Distributors Refusing Spans

The two most likely causes of refused spans are unhealthy ingesters or trace limits being exceeded.

Unhealthy ingesters

Unhealthy ingesters can be caused by failing OOMs, or scale down events. If you have unhealthy ingesters your log line will look something like:

msg="pusher failed to consume trace data" err="at least 2 live replicas required, could only find 1"

In this case you may need to visit the ingester ring page at /ingester/ring on the Distributors and “Forget” the unhealthy ingesters. This will work in the short term, but the long term fix is to stabilize your ingesters.

Trace limits reached

In high volume tracing environments the default trace limits are sometimes not sufficient. These limits exist to protect Tempo and prevent it from OOMing, crashing or otherwise allow tenants to not DOS each other.

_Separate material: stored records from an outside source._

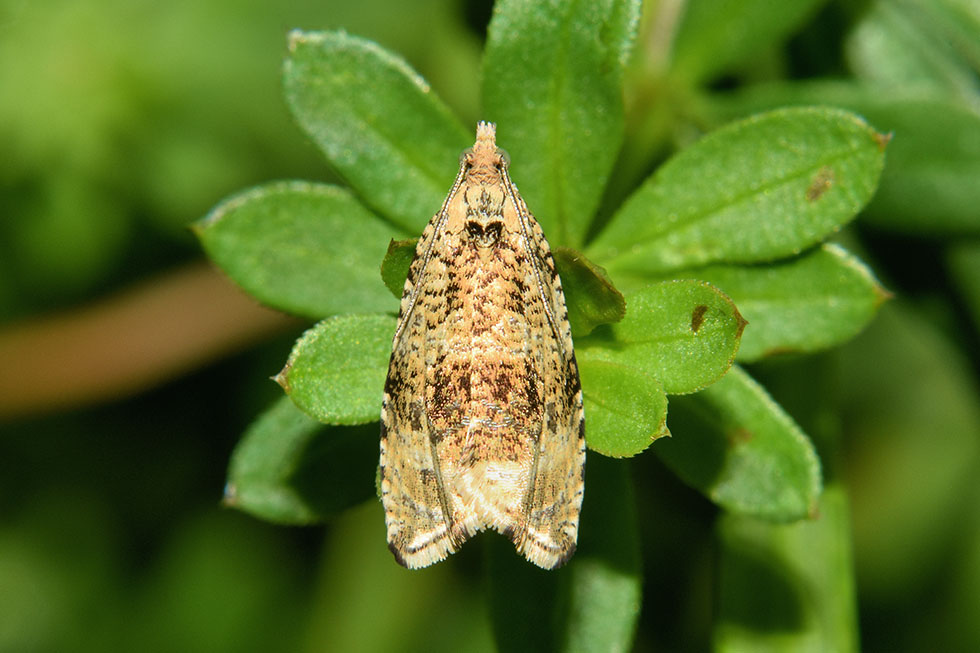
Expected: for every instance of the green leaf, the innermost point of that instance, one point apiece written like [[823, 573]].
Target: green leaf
[[909, 395], [397, 261], [787, 587], [606, 572], [590, 296], [291, 469], [309, 249], [716, 35], [928, 186], [625, 408], [553, 82], [591, 604], [682, 333], [756, 190], [908, 45], [964, 264], [336, 371], [379, 124], [805, 304], [737, 446]]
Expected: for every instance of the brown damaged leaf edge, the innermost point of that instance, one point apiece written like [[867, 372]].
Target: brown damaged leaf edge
[[282, 378], [482, 422], [883, 139], [821, 183], [697, 317]]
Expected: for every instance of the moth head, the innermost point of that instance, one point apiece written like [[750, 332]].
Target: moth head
[[485, 159]]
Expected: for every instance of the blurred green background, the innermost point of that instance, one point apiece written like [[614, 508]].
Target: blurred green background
[[122, 122]]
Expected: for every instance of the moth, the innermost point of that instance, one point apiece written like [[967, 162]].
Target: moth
[[482, 424]]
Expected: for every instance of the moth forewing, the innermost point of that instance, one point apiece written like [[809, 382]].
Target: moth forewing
[[482, 423]]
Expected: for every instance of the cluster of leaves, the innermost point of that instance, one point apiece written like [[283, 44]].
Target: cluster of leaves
[[736, 219]]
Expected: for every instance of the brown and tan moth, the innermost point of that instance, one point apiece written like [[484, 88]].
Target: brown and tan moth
[[482, 424]]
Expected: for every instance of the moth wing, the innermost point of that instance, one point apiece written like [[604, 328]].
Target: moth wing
[[416, 509], [550, 532]]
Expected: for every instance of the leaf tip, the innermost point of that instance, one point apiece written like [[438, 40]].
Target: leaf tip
[[881, 295], [230, 497], [282, 378]]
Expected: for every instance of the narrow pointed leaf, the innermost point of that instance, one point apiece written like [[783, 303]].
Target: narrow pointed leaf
[[757, 190], [378, 123], [553, 81], [787, 587], [289, 468], [625, 408], [308, 249], [929, 185], [911, 45], [682, 333], [735, 444], [606, 572], [336, 371], [805, 304]]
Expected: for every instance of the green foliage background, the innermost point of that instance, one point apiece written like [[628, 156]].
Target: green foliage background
[[123, 123]]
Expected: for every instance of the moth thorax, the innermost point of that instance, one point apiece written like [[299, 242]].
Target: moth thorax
[[484, 234]]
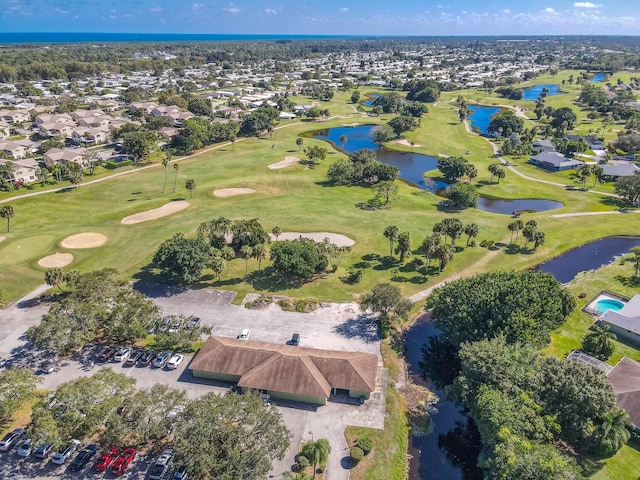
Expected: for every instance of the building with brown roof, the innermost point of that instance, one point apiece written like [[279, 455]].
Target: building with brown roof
[[283, 371]]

If you are refusing spans due to limits you will see logs like this at the distributor:

msg="pusher failed to consume trace data" err="rpc error: code = FailedPrecondition desc = TRACE_TOO_LARGE: max size of trace (52428800) exceeded while adding 15632 bytes"
msg="pusher failed to consume trace data" err="rpc error: code = FailedPrecondition desc = LIVE_TRACES_EXCEEDED: max live traces per tenant exceeded: per-user traces limit (local: 60000 global: 0 actual local: 60000) exceeded"
msg="pusher failed to consume trace data" err="rpc error: code = ResourceExhausted desc = RATE_LIMITED: ingestion rate limit (15000000 bytes) exceeded while adding 10 bytes"

You will also see the following metric incremented. The reason label on this metric will contain information about the refused reason.

tempo_discarded_spans_total

In this case use available configuration options to increase limits.